De manera similar, un estudio del Departamento de Justicia
de los Estados Unidos publicado en 1995, que evaluó el costo de
hacer cumplir la ley y de factores vinculados, como honorarios legales,
tratamiento médico, horas de trabajo perdidas y gastos procesales,
llegó a la conclusión de que el delito le cuesta a la nación
U$S 450.000 millones al año. Cárceles, reformatorios y supervisión
de libertad condicional agregan otros U$S 50.000 millones.
Con estas cifras, las autoridades están llegando
a la conclusión de que la delincuencia violenta, lejos de ser una
simple cuestión de “calidad de vida”, puede en realidad disipar
recursos necesarios para el desarrollo. El año pasado, el BID reunió
a criminólogos, economistas y líderes comunitarios para examinar
en un coloquio las causas del problema y discutir sus consecuencias para
la política de desarrollo.
Además, a comienzos de este mes, el BID participó
junto con el Banco Mundial y varias otras entidades en una conferencia
de dos días de duración en Río de Janeiro sobre la
violencia en las ciudades de la región.
Causas diferentes
La delincuencia violenta presenta enormes retos a la
autoridades debido a sus causas complejas e impredecibles. Las explicaciones
simples, que consideran al delito una consecuencia directa de la pobreza,
se ven desmentidas por índices relativamente bajos de delitos en
muchos países en desarrollo y los elevados índices en Estados
Unidos y otras naciones desarrolladas.
Sin embargo, pobreza y factores macroeconómicos
como el desempleo están incuestionablemente vinculados al delito.

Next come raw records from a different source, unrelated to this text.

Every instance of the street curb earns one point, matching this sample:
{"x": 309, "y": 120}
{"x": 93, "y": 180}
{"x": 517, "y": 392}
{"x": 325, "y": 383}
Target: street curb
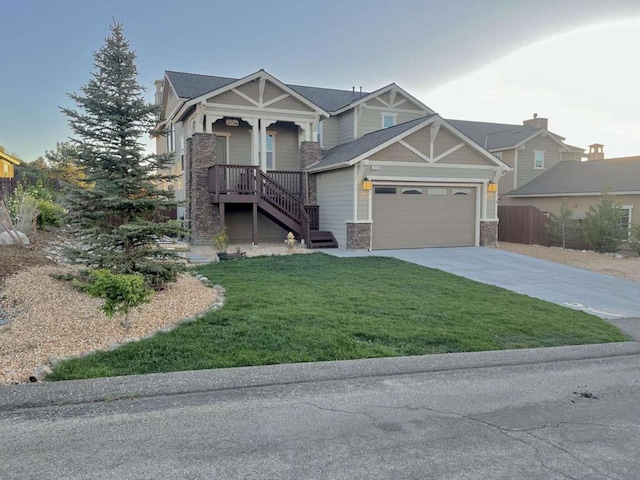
{"x": 72, "y": 392}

En un estudio presentado en el coloquio que convocó el BID, Rubio
comparó el valor promedio de un año de salarios para alguien
empleado en el sector formal de la economía con el valor promedio
que tienen actos individuales de delincuencia para quien los perpetra.

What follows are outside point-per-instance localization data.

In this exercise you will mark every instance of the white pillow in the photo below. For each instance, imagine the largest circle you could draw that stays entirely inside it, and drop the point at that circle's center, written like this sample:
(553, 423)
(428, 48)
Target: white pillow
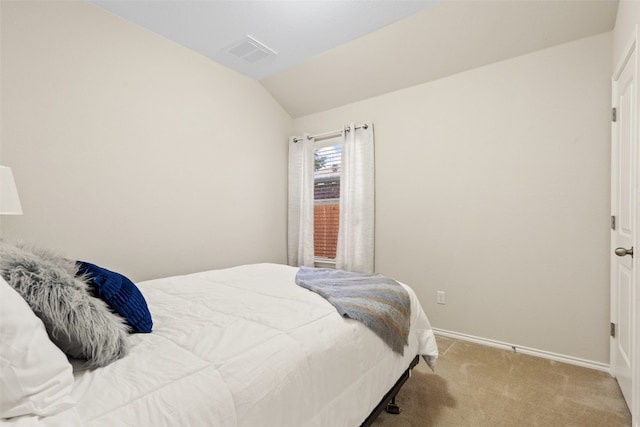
(35, 376)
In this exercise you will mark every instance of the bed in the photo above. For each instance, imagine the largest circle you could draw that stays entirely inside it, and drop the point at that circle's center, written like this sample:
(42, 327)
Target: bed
(243, 346)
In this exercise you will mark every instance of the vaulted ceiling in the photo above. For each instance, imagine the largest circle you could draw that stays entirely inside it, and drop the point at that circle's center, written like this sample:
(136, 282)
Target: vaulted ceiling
(316, 55)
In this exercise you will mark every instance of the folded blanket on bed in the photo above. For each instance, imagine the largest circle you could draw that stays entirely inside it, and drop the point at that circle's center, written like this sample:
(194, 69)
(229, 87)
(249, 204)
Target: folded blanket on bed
(382, 304)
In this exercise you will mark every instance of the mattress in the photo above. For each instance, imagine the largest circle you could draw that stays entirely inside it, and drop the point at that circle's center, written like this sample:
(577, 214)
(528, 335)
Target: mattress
(243, 346)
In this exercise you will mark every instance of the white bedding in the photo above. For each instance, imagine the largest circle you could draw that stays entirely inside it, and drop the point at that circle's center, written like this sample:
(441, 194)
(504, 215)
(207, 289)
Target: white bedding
(244, 346)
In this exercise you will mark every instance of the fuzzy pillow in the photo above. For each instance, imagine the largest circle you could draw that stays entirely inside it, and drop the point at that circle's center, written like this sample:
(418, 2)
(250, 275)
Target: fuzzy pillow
(35, 376)
(120, 293)
(81, 325)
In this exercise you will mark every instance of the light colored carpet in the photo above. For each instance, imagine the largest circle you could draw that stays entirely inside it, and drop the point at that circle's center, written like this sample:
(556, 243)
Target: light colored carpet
(476, 385)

Hace 30 años, el ingreso anual de un empleado en Colombia era cinco
veces mayor que el lucro que dejaba en promedio un acto delictivo. Hacia
1992, un acto delictivo dejaba mucho más que un salario anual promedio.

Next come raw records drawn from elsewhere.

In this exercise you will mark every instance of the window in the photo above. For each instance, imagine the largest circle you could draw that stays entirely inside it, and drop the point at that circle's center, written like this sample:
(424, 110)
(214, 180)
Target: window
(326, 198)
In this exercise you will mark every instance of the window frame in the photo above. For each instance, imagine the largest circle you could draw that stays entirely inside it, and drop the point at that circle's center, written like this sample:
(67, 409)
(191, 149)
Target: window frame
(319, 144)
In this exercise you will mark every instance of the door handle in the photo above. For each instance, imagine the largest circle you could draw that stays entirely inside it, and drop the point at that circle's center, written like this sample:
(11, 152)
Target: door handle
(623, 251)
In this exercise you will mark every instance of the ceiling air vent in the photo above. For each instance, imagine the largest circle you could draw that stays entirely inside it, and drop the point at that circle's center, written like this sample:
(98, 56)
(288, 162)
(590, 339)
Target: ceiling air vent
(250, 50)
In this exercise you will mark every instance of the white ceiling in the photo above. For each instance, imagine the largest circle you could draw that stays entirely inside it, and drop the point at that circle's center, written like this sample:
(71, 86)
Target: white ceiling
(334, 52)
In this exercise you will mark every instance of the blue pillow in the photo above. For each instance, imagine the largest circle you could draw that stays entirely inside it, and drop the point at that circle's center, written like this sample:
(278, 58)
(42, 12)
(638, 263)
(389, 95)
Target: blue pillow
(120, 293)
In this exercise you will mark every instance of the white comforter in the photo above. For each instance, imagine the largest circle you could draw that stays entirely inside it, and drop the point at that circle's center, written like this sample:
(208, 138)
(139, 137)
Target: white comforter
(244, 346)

“Si se tiene en cuenta que la probabilidad de que un
delito se castigue con condena en Colombia es del orden del 3%, y que,
además, las penas son particularmente leves, no sorprende el auge
de crimen en ese país”, observó Rubio.
Su análisis apuntala otra explicación:
que el delito florece cuando faltan una vigorosa aplicación de la
ley, un poder judicial independiente y un sistema carcelario eficiente.
“La responsabilidad fundamental (en materia de prevención del delito)
recae en el estado y en tres instituciones de prevención: la policía,
los tribunales y el sistema penitenciario”, dijo en el coloquio del BID
el ministro venezolano de planeamiento, Teodoro Petkoff. “No sé
cómo es esto en otros países, pero en Venezuela esas instituciones
no son parte de la solución sino parte del problema”.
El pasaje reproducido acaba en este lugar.